Valkema werkte toen net voor Studio Jan Kruis, terwijl Hercules zijn schrijversstrepen al had verdiend met scenario’s voor televisie. Hoi Pipeloi was de eerste strip die Hercules schreef, Valkema was toen net serieus bezig als stripmaker. Het project duurde maar twee jaar, maar was het begin zijn van een vruchtbare samenwerking. ‘Gerben en ik hebben toen enorm veel met elkaar aan de telefoon gehangen,’ vertelt Hercules. ‘Eerst voor Hoi Pipeloi en daarna voor pagina’s in Jan, Jans en de kinderen. We hebben het over alles gehad. Van verhaalstructuur tot vlakverdeling, van grappen maken tot grappen weglaten.’
Geboorte van Elsje
Elsje werd geboren in een weekend in 2005, toen Hercules met familie en Valkema in een familiehuis in Destel-Bergen (vlakbij Gent) verbleef. Valkema liet de scenarist zijn schetsboekje zien. ‘Daarin stond qua uiterlijk het basispersonage van Elsje in. Maar het was zo’n afschuwelijk lief meisje, dat ik haar een tegengesteld karakter wilde geven.’ In de weken erna bedacht het duo een veertigtal plotjes, waarvan Valkema er twintig uitwerkte. Ze waren er allebei zo enthousiast over dat ze er wel iets mee moesten doen. Ze stuurden een boekje op naar verschillende krantenredacteuren. Al snel verscheen de dagstrip in de kranten van de Wegener Groep en HDC Media. ‘Het was een gelukkig toeval dat men net een strip zocht die een jongere doelgroep en lezeressen zou aanspreken,’ zegt Hercules.

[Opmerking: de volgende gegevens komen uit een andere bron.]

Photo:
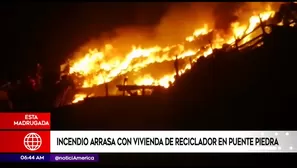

Het stripduo heeft een open samenwerking. In alle stadia van het proces werken ze nauw samen en overleggen ze met elkaar. Van het idee tot en met de inkleuring van de strip, reageert de een op het werk van de ander. Beide mannen letten daarbij op de details. ‘Het commentaar kan slaan op een punt, een komma, een lijstje, een druppeltje of een oog, de houding van een hand of een gezichtsuitdrukking,’ zegt Hercules. ‘We zijn allebei mierenneukers. Zolang we elkaar van ons gelijk kunnen overtuigen, hebben we er allebei geen moeite mee om iets te veranderen.’
De samenwerking verloopt steeds gestroomlijnder. In het begin stuurde Valkema nog zijn thumbnails (kleine schetsjes, – red.) op naar Hercules, maar tegenwoordig is de geschetste strip genoeg en verwerkt de tekenaar het commentaar van Hercules meteen in de inktversie. Ze werken minimaal twee weken vooruit. In een week tekent Valkema zes strookjes Elsje en doet daarnaast nog veel ander tekenwerk.
Spiegelbeeld
Natuurlijk hebben ze ook wel eens een discussie. ‘Bij Gerben zit een steekje los,’ grapt Hercules, ‘Hij denkt namelijk gespiegeld. Soms vertaalt Gerben mijn scenario precies in tegenovergestelde richting als dat ik het me had voorgesteld. Soms maakt dat uit voor de betekenis van wat ik wil vertellen, of maakt het een grapje naar mijn mening minder krachtig. Daar hebben we wel eens heftige discussies over.’
Toch is Hercules erg blij met zijn partner. ‘Spelregie is Gerbens grootste kracht. Hij laat zijn personages goed acteren en let op houding, gezichtsuitdrukking en vlakverdeling.’
Dit artikel is ook in Eppo#07 (2011) gepubliceerd.